Accountability, but in a way that we have not seen yet. As mentioned, there are organisations like Creative Skillset or even the universities’ own student boards that hold the universities to account but I can sit here writing confidently that it doesn’t work. Have Skillset sat through three years of each course and decided at the end of this time they feel they’ve learnt something from it? No.
The student boards are unfortunately a failing of the system: students having a voice only to be ignored somewhat by the university who thinks they have a better idea because of course, they’re only students after all, what do they know?

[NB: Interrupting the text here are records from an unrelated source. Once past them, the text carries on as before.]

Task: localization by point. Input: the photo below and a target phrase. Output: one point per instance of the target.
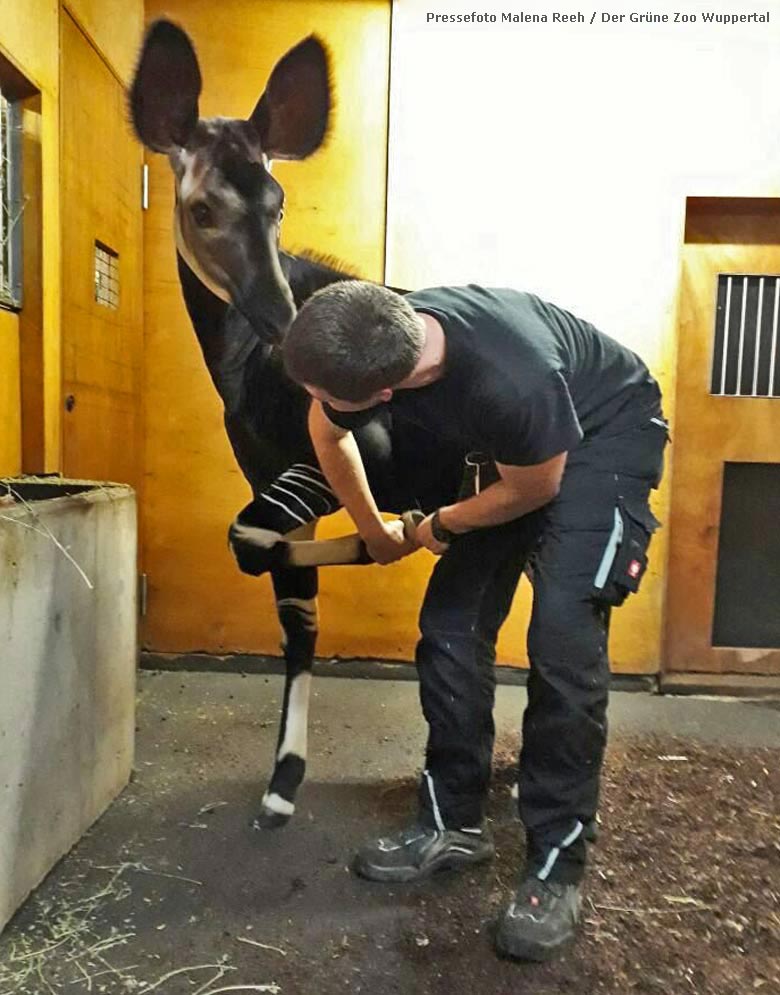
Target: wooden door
(723, 592)
(102, 277)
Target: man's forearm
(497, 504)
(342, 464)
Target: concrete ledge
(732, 685)
(362, 669)
(68, 648)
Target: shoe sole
(529, 951)
(403, 875)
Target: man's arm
(342, 464)
(519, 491)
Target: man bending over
(570, 423)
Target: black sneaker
(418, 851)
(540, 921)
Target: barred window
(11, 204)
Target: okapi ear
(164, 93)
(291, 117)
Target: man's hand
(425, 538)
(387, 543)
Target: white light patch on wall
(557, 157)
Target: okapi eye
(201, 215)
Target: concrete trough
(68, 651)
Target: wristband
(440, 532)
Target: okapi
(241, 292)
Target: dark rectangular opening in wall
(747, 589)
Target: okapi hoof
(274, 813)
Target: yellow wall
(30, 363)
(114, 26)
(30, 40)
(335, 203)
(559, 162)
(10, 400)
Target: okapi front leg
(296, 603)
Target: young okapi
(241, 292)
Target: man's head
(353, 342)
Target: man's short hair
(353, 339)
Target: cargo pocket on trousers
(625, 557)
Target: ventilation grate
(106, 276)
(745, 361)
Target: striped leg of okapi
(296, 602)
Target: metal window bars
(11, 204)
(745, 354)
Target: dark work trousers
(569, 546)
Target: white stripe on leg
(296, 726)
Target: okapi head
(228, 206)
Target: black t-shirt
(523, 380)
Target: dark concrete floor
(173, 864)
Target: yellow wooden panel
(31, 316)
(10, 400)
(114, 27)
(29, 38)
(101, 347)
(723, 237)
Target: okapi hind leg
(296, 602)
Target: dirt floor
(171, 892)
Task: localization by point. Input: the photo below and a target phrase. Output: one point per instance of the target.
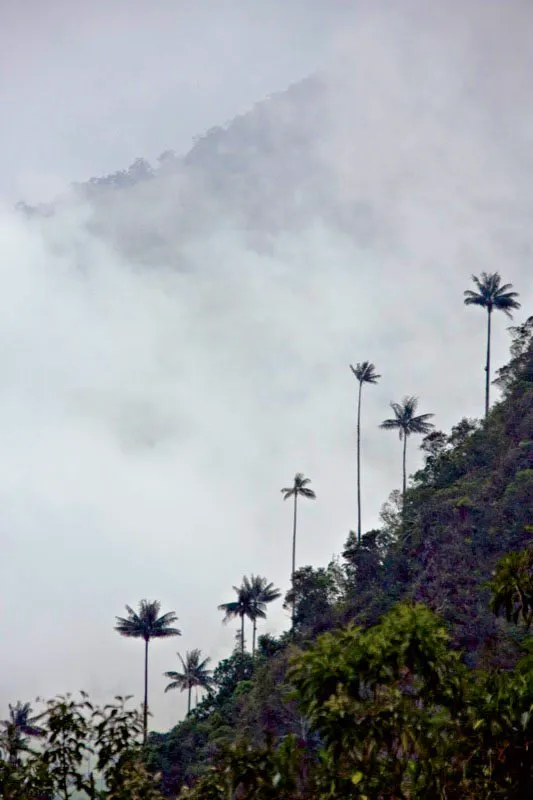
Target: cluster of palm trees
(253, 596)
(255, 593)
(491, 295)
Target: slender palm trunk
(294, 555)
(404, 468)
(487, 366)
(359, 465)
(145, 710)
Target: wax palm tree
(195, 675)
(242, 607)
(298, 489)
(491, 295)
(147, 624)
(406, 423)
(365, 373)
(16, 730)
(263, 593)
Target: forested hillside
(470, 506)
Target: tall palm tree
(298, 489)
(147, 624)
(365, 373)
(195, 674)
(491, 295)
(242, 607)
(20, 725)
(406, 423)
(263, 593)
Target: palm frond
(365, 372)
(492, 294)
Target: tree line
(255, 593)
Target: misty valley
(267, 486)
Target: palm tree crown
(262, 593)
(406, 423)
(242, 607)
(195, 674)
(490, 294)
(299, 487)
(365, 373)
(20, 725)
(147, 624)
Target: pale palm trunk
(294, 555)
(359, 465)
(404, 468)
(145, 710)
(487, 366)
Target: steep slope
(470, 505)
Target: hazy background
(172, 353)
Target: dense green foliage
(408, 672)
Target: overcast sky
(148, 418)
(86, 87)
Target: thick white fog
(161, 380)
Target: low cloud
(155, 399)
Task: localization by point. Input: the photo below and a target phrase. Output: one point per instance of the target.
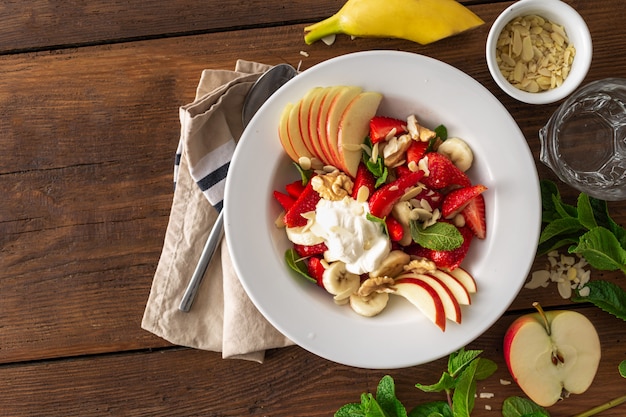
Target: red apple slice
(321, 121)
(466, 279)
(353, 128)
(295, 136)
(303, 114)
(312, 118)
(424, 297)
(456, 287)
(451, 306)
(283, 133)
(335, 115)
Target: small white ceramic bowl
(577, 31)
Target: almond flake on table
(568, 273)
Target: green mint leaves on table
(458, 382)
(588, 230)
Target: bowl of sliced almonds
(539, 51)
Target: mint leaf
(377, 167)
(445, 383)
(586, 216)
(386, 398)
(442, 132)
(458, 360)
(439, 236)
(601, 249)
(522, 407)
(350, 410)
(485, 369)
(463, 397)
(297, 264)
(601, 214)
(432, 409)
(562, 226)
(607, 296)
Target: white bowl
(578, 34)
(400, 336)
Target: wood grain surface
(89, 97)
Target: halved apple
(353, 128)
(335, 113)
(424, 297)
(283, 133)
(551, 354)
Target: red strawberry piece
(380, 126)
(306, 202)
(443, 173)
(364, 178)
(285, 200)
(316, 269)
(474, 214)
(456, 200)
(449, 260)
(295, 188)
(433, 197)
(416, 151)
(384, 198)
(305, 251)
(395, 229)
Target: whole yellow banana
(421, 21)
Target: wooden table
(89, 97)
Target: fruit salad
(384, 206)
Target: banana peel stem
(319, 30)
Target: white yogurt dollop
(350, 237)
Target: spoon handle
(213, 240)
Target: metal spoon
(262, 89)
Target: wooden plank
(39, 24)
(291, 382)
(91, 134)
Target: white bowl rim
(577, 30)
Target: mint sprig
(588, 230)
(458, 382)
(439, 236)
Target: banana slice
(339, 282)
(302, 235)
(458, 151)
(392, 265)
(369, 306)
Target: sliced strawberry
(305, 251)
(306, 202)
(447, 260)
(295, 188)
(474, 214)
(364, 178)
(380, 126)
(443, 173)
(456, 200)
(384, 198)
(416, 151)
(315, 267)
(433, 197)
(395, 229)
(285, 200)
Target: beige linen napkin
(222, 319)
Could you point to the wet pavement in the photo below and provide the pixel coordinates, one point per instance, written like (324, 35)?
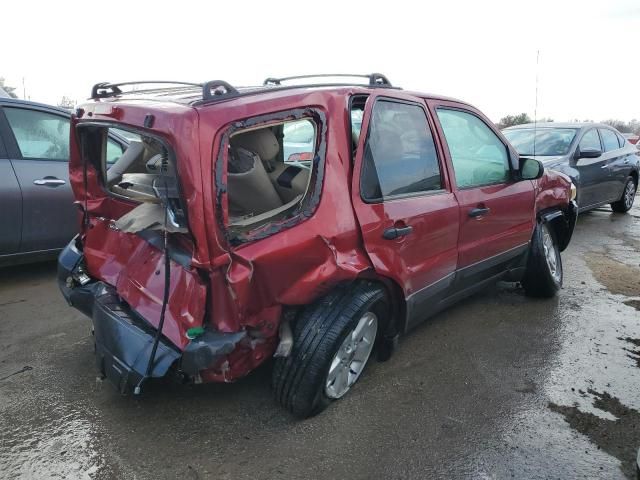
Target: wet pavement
(500, 386)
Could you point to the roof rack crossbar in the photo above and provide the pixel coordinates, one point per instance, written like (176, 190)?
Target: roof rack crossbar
(106, 89)
(217, 90)
(375, 79)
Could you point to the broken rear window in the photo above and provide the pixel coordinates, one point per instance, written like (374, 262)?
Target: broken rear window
(269, 173)
(138, 167)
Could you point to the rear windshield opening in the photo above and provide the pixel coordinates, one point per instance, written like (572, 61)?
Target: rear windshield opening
(134, 166)
(268, 172)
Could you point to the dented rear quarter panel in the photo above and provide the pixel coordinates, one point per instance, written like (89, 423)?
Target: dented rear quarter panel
(553, 190)
(296, 264)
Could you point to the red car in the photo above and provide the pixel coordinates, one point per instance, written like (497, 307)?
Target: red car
(204, 251)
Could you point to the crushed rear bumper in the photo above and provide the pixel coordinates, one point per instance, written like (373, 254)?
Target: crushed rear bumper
(123, 339)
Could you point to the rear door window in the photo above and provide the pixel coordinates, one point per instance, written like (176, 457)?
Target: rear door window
(609, 139)
(590, 141)
(400, 155)
(40, 135)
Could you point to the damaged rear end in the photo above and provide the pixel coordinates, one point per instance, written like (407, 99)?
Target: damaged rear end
(138, 267)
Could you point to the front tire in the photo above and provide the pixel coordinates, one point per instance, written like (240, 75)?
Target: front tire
(628, 196)
(333, 340)
(543, 275)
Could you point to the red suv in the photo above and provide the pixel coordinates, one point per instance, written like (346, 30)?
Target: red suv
(313, 223)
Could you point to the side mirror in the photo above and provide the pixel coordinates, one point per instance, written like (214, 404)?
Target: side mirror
(530, 168)
(300, 157)
(589, 153)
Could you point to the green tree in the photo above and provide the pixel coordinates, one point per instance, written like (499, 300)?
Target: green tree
(511, 120)
(619, 125)
(10, 90)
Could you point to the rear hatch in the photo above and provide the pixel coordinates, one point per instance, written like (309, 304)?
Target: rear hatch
(133, 195)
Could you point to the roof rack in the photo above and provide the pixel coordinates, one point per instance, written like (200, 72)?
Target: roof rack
(375, 79)
(213, 89)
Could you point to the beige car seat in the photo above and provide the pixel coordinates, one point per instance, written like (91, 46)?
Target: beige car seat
(249, 187)
(252, 184)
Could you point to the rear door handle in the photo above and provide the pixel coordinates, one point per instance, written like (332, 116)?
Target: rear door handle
(479, 212)
(395, 232)
(49, 182)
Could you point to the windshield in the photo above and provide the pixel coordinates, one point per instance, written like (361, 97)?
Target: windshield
(548, 141)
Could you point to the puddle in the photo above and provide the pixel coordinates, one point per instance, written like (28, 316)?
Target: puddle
(631, 353)
(633, 303)
(618, 278)
(58, 445)
(619, 437)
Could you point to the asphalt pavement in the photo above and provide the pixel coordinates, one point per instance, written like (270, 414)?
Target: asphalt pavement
(499, 386)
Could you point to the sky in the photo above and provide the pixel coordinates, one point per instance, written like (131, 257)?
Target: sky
(584, 54)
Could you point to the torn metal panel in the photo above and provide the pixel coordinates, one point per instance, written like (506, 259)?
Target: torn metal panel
(147, 216)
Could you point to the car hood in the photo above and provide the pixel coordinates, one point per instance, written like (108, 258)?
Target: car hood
(547, 159)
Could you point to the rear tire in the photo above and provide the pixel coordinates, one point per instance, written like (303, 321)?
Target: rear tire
(333, 336)
(628, 196)
(543, 275)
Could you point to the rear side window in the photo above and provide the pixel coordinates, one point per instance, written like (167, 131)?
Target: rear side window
(590, 141)
(609, 139)
(272, 173)
(400, 155)
(478, 155)
(39, 135)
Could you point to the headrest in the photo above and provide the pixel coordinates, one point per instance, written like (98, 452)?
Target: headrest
(263, 142)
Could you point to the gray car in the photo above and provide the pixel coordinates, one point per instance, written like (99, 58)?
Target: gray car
(38, 217)
(603, 165)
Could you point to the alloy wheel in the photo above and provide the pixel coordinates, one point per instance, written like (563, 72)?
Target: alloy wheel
(350, 359)
(629, 195)
(550, 254)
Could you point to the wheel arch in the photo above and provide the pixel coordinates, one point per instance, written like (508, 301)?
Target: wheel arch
(396, 298)
(561, 221)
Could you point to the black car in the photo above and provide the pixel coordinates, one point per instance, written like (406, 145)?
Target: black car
(37, 214)
(603, 165)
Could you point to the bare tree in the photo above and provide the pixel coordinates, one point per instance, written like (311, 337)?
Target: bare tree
(9, 90)
(511, 120)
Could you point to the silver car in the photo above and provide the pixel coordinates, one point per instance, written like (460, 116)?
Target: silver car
(38, 217)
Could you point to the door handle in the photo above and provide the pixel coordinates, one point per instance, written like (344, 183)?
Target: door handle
(395, 232)
(49, 182)
(479, 212)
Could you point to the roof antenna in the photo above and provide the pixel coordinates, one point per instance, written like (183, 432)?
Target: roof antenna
(535, 110)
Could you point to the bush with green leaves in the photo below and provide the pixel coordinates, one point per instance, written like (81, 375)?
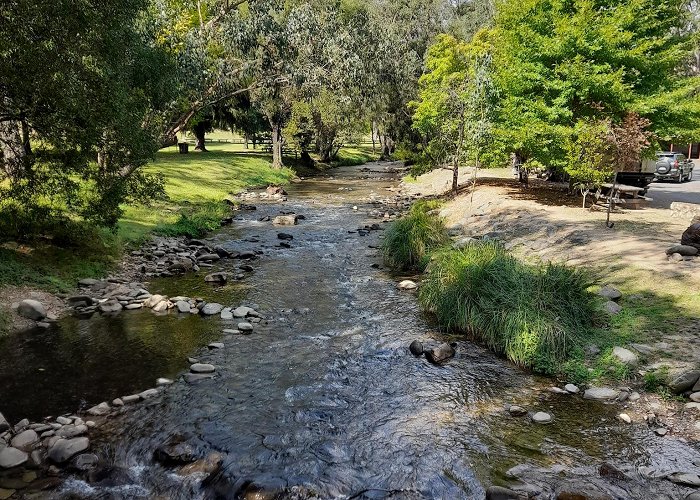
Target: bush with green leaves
(409, 242)
(535, 315)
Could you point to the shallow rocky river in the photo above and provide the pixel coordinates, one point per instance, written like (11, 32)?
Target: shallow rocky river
(323, 399)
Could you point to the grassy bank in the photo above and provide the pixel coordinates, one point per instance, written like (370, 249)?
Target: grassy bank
(537, 316)
(195, 185)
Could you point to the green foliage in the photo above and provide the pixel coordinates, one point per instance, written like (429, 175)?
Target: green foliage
(534, 315)
(409, 242)
(559, 64)
(196, 223)
(77, 84)
(456, 102)
(589, 155)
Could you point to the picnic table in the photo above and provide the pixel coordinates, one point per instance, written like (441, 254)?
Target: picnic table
(621, 194)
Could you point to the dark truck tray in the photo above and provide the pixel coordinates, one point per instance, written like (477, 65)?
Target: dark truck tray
(637, 179)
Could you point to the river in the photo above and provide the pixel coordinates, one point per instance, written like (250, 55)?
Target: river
(323, 399)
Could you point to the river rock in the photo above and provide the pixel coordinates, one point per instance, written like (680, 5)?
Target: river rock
(416, 348)
(209, 257)
(245, 328)
(79, 301)
(212, 308)
(12, 457)
(207, 465)
(625, 356)
(175, 452)
(684, 382)
(221, 277)
(111, 306)
(612, 307)
(684, 250)
(687, 479)
(610, 293)
(193, 378)
(691, 236)
(541, 417)
(202, 368)
(517, 411)
(600, 393)
(25, 440)
(440, 353)
(70, 431)
(99, 410)
(148, 393)
(623, 417)
(161, 306)
(501, 493)
(31, 309)
(285, 220)
(407, 285)
(85, 462)
(241, 312)
(64, 449)
(153, 300)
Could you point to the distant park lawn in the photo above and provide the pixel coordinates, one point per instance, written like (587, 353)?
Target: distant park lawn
(195, 183)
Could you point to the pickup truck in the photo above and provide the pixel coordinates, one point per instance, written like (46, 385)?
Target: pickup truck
(673, 166)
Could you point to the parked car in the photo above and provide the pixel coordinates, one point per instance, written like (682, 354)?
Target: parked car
(673, 166)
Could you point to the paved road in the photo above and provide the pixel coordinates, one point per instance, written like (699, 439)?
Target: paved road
(665, 193)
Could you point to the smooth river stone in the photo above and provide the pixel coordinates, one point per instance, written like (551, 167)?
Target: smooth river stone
(202, 368)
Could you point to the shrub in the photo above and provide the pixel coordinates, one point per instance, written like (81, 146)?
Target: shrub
(196, 223)
(535, 315)
(409, 241)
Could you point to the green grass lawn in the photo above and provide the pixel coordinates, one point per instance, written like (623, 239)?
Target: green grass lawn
(195, 184)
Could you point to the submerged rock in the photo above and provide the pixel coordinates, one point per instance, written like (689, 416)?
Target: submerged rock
(407, 285)
(440, 353)
(541, 417)
(601, 393)
(416, 348)
(64, 449)
(12, 457)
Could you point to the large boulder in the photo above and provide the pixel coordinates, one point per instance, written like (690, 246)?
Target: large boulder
(691, 236)
(64, 449)
(625, 356)
(31, 309)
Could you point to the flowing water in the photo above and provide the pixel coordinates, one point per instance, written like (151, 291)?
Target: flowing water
(323, 398)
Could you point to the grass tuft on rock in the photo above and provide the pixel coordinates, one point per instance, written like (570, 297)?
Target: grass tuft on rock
(409, 241)
(535, 315)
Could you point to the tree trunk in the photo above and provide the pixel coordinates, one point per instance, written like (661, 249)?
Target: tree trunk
(276, 144)
(200, 131)
(14, 148)
(388, 146)
(455, 168)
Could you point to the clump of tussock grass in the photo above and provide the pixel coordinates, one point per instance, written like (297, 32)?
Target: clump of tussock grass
(534, 315)
(409, 241)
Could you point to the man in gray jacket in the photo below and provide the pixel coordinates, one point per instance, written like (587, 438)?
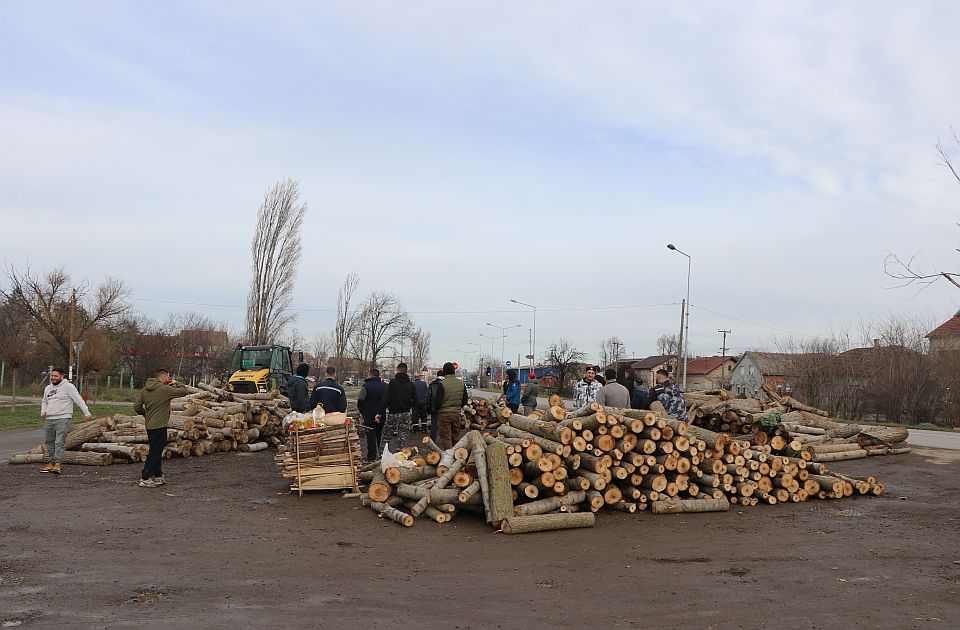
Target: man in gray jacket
(56, 408)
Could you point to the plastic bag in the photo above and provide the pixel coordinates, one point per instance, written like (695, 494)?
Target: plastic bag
(393, 460)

This next generation accountability needs to be a movement. Not a protest, not aggressive or contentious: it needs to be every student’s frame of mind. Going into university is buying a product. If that product does not deliver, you need to call for attention. It would be unthinkable to spend £27,000 on a car, plus the expenses of keeping it running for three years only to find out it doesn’t do half the things you expected it to do. Trading standards would be called in, refunds would be made – people would not stand for it.
So I implore everyone reading this: change your mindset. University is not an organisation like school or college. University is a product you have bought. A product that should work. If that product does not work as advertised, call for change. It’s time for accountability.